Press Release 01/35
Rome, 1 June 2001.- A series of initiatives aimed at improving food safety and quality, following recent food safety incidents which have caused serious turmoil in the world food markets and raised concern among consumers, was announced today by the Assistant Director-General of the UN Food and Agriculture Organization, Hartwig de Haen.
At the Committee on World Food Security currently meeting in Rome (28 May - 1 June 2001), Mr. de Haen said: "Food safety and quality have become subjects of increased concern for consumers, producers and policy makers all over the world."
In collaboration with the World Health Organization (WHO), the FAO intends to convene a Global Forum on Food Safety Regulators in October 2001. The venue is yet to be determined. "The main purpose of the Global Forum is to promote the exchange of information and experience on how to deal with food safety issues of potential importance to public health and international food trade," Mr. de Haen underlined.
Experiences in the reduction of food-borne diseases, in establishing food-safety regulations and risk management procedures, in dealing with emerging food-borne illnesses, in new inspection models, in the implementation of the Codex Alimentarius standards and guidelines and transboundary consequences of food safety emergencies will be the main subjects on the agenda of the Global Forum on Food Safety Regulators, according to FAO.
The Global Forum will not be a decision making body, nor will it duplicate the work of the Codex Alimentarius Commission. It will bring together officials involved in the regulation of food safety and risk management from all over the world. In addition to international organizations, non-governmental organizations representing consumers, producers, the food industry and trade interests will also be involved in the discussions, FAO indicated.
In the meantime, a joint technical consultation on BSE (the mad cow disease) will take place shortly in Paris (11-14 June 2001) to review the scientific information available and address outstanding questions related to this animal disease and its transmission to humans in the form of a variant of the Creutzfeldt-Jacob disease. The joint technical consultation, organized by WHO, FAO and Office International des Epizooties (OIE), will focus on preventing a global spread of the disease and on protecting both human and livestock populations.
Another initiative launched by FAO and WHO is a Pan-European Conference on Food Safety and Quality to be held in Budapest from 18 to 21 February 2002. Its main objective is to promote the creation of a platform for mutual understanding of food safety and quality problems through institutional cooperation and exchange of information among European countries, according to FAO.
The Pan-European Conference will discuss the feasibility of establishing an information and communication system on food safety and animal and plant health including a rapid alert system.
The idea to convene a conference on food safety and quality for the entire European region was proposed by the Netherlands and endorsed at the last session of the FAO Regional Conference for Europe (Porto, July 2000). Similar conferences are being considered by FAO for other regions of the world.
In addition to the above, FAO and WHO are participating actively in a number of related initiatives sponsored by others such as the UK/OECD Conference on New Biotechnology Food and Crops: Science, Safety and Society which will take place in Bangkok in July 2001.

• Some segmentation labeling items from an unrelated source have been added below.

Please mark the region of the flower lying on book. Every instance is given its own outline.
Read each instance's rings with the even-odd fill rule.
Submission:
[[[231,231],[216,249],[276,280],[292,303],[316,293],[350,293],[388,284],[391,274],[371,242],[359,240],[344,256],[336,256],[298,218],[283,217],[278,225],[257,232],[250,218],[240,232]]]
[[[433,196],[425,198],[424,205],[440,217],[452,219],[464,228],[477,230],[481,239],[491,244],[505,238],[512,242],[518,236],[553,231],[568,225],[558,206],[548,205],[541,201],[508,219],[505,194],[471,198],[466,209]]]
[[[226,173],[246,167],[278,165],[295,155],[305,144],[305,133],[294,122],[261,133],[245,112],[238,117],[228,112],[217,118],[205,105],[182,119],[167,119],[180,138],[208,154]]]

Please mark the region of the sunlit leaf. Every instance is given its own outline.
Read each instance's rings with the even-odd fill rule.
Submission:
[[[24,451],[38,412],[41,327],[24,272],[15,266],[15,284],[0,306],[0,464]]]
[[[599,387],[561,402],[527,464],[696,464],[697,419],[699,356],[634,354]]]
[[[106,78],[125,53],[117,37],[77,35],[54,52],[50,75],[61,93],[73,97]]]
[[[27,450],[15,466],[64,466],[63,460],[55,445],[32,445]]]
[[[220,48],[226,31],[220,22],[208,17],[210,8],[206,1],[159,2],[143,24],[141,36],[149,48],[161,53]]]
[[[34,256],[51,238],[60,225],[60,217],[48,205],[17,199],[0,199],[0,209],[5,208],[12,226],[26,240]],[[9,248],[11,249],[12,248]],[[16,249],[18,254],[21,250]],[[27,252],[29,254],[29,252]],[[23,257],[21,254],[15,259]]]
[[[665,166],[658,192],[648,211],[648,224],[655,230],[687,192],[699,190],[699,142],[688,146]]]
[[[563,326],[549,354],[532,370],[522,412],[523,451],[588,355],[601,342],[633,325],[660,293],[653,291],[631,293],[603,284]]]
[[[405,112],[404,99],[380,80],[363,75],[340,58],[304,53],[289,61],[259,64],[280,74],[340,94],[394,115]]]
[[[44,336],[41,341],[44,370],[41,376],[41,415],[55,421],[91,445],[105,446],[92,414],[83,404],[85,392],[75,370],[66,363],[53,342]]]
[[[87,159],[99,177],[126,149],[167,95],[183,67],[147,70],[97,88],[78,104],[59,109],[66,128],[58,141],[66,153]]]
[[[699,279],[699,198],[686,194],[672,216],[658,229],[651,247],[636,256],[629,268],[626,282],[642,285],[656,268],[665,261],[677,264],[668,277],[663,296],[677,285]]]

The quality and safety of the food supply are of increasing importance for developing countries as well. In response to this, the FAO recently proposed setting up a Food Safety and Quality Facility for the world's least developed countries (LDCs) establish the necessary institutional framework and infrastructure to improve the safety and quality of their food products and to participate more actively in the international standard setting bodies such as the Codex Alimentarius Commission.
The proposal was made at the third UN Conference on the LDCs (Brussels, 14-20 May 2001). The Facility will include a US$98 million trust fund. In addition to upgrading national food safety and quality systems, it would also assist poor countries to comply with the Codex Alimentarius standards and guidelines.
"Improving the safety, quality and sanitary standards of food products in the developing countries would significantly improve their export performance and, at the same time, protect consumers in both exporting and importing countries," according to FAO.